New weekly musings inspired by the alphabet: 
The one thing that is getting us through the pandemic.
The one thing that we are missing as the pandemic drags on. 

And not community in terms of public health and the spread of the virus, 
but in terms of our human need for each other. 

According to Matthew Lieberman, Professor of Psychology at UCLA: 
“Being socially connected is our brain’s lifelong passion…
It’s been baked into our operating system for tens of millions of years.” 
We seek community.
We need community.
We thrive because of community.
We are community. 

Even if we are introverts who can go days without interacting with another human being, we still find ourselves craving face-to-face conversation, a hug, a laugh with someone else. 
That’s our need for connection – that which is baked into the human operating system. 

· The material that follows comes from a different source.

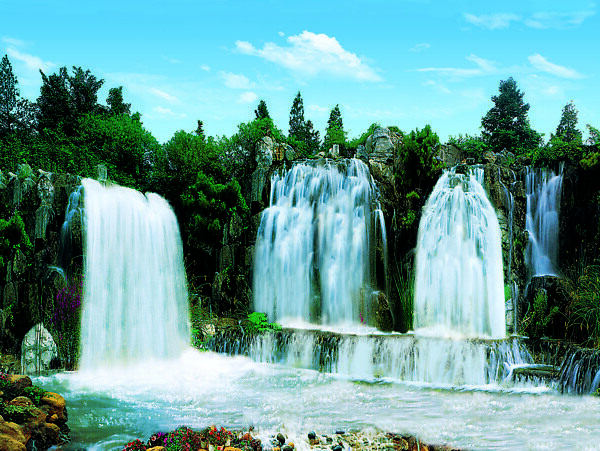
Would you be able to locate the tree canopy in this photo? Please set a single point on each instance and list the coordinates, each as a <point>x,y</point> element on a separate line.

This perhaps has been the greatest struggle of the pandemic: maintaining our crucial social connections, maintaining our sense of belonging to a community – 
in the midst of isolation. 

In his book, The Courage To Teach, Parker J. Palmer wrote this about community:
“Only as we are in communion with ourselves can we find community with each other: Community is an outward and visible sign of inward and invisible grace, the flowing of personal identity and integrity into the world of relationships.”

I never though of community like that – in terms of grace. 
The grace of community.
The grace of welcome.
The grace of hospitality.
The grace of acceptance.
The grace of belonging.
The grace of love. 

When you google “the grace of community”, you get churches named Grace Community Church, and you get church statements that include the phrase “we are a community of grace”. 

A community of grace is one that welcomes everyone, no matter who they are, what they do or have done. 
A community of grace believes each person has something to be valued, and encourages those who feel outside the accepted places to find the ways they can share their gifts.

So the grace of community is that welcome, that honouring, that encouragement – 
all provided without judgement. 
It’s the unconditional love – 
the compassion, the kindness, the mercy, the acceptance – 
we are called to offer one another. 
Even the stranger, and even more so, the strange. 

Grace is that little tag line, “Everyone is welcome. Come as you are.” 
The grace of community means it’s true – come as you are. 

If we are able to offer love and acceptance and kindness and encouragement to others, 
we create an exquisite circle of giving and receiving, of sharing, of exchanging. 
A circle that is always able to open further to invite others in – 
the ever-expanding grace of community that represents the best of everything that is hard-wired into humanity’s operating system.